Three Pennsylvania residents filed a lawsuit Wednesday over a practice that allows a union president to receive school district salary and benefits despite working full-time for the union.
Steven Ramos and Scott Armstrong argue in their lawsuit that taxpayer dollars shouldn’t fund union activities, and was filed against the Allentown Education Association (AEA) and the Allentown School District (ASD) — which allow the practice. The union president has been able to collect a salary and benefits from the district despite working full-time for the union.
“There is nothing in the Allentown education code which allows for this,” lawyer Karin Sweigart told The Daily Caller News Foundation. “So we’re making the case this practice is illegal.”
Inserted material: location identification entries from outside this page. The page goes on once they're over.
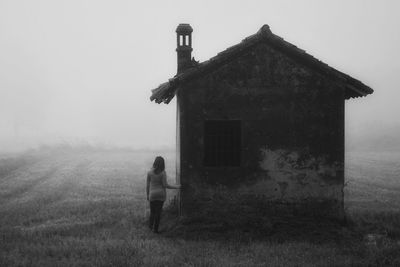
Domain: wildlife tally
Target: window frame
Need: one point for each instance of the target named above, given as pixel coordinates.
(236, 161)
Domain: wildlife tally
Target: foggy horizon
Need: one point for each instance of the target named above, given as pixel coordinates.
(81, 72)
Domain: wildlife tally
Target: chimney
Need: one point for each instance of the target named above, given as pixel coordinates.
(184, 46)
The education code dictates what the union and school district have the authority to do, and Sweigart notes taxpayers are essentially funding a private organization since labor unions are not public entities. The Fairness Center, a nonprofit law firm, is helping represent district residents in the case. The group also sued the Philadelphia school district a year ago for its release time policy.
“We have no problem with the union having a president, we just don’t think taxpayers should have to pay for it,” Sweigart noted. “It doesn’t make sense for taxpayer dollars to go to a private organization.”
The union has had a few presidents over the years who have utilized release time. The Fairness Center found through a public information request that the policy has cost the school district more than $1.3 million since 2000. Current union president Deb Tretter made $126,722 after benefits in just the past year.
Pennsylvania State Education Association (PSEA), the parent union to the local association, asserts the lawsuit is an unjust attack on teachers. PSEA Spokesman David Broderic notes the practice is beneficial for both teachers and their students.
“This is a nuisance suit filed by a right-wing group that exists to harass educators,” Broderic told TheDCNF. “Deb Tretter has spent a lifetime serving kids.”
Broderic added the policy is fairly negotiated by the union and district in their labor agreement. The president doesn’t just serve union members, but also helps advocate for their students and the school district. PSEA has not yet responded to the lawsuit, but Broderic notes it’s likely they will challenge it.
Republican Pennsylvania state Reps. Kristin Phillips-Hill and Jim Christiana unveiled legislation Oct. 21 to end the practice for Philadelphia and Pittsburgh public school. The bill was in response to the early lawsuit from the The Fairness Center. The Commonwealth Foundation found that Philadelphia teachers doing union work made $1.7 million in taxpayer-funded pay in 2014 and $36 million since 2003.
The practice also exists on the federal level where it is known as official time. Trey Kovacs, a policy analyst at the Competitive Enterprise Institute, found it cost the federal government at least $1 billion between 1998 and 2013. The exact amount may be much higher due to inaccurate recordkeeping and a lack of transparency.
Official time may have also played a major role in the recent scandal at the U.S. Department of Veterans Affairs. A 2014 report from the Capital Research Center found that many veterans may have died as a result of healthcare officials utilizing official time.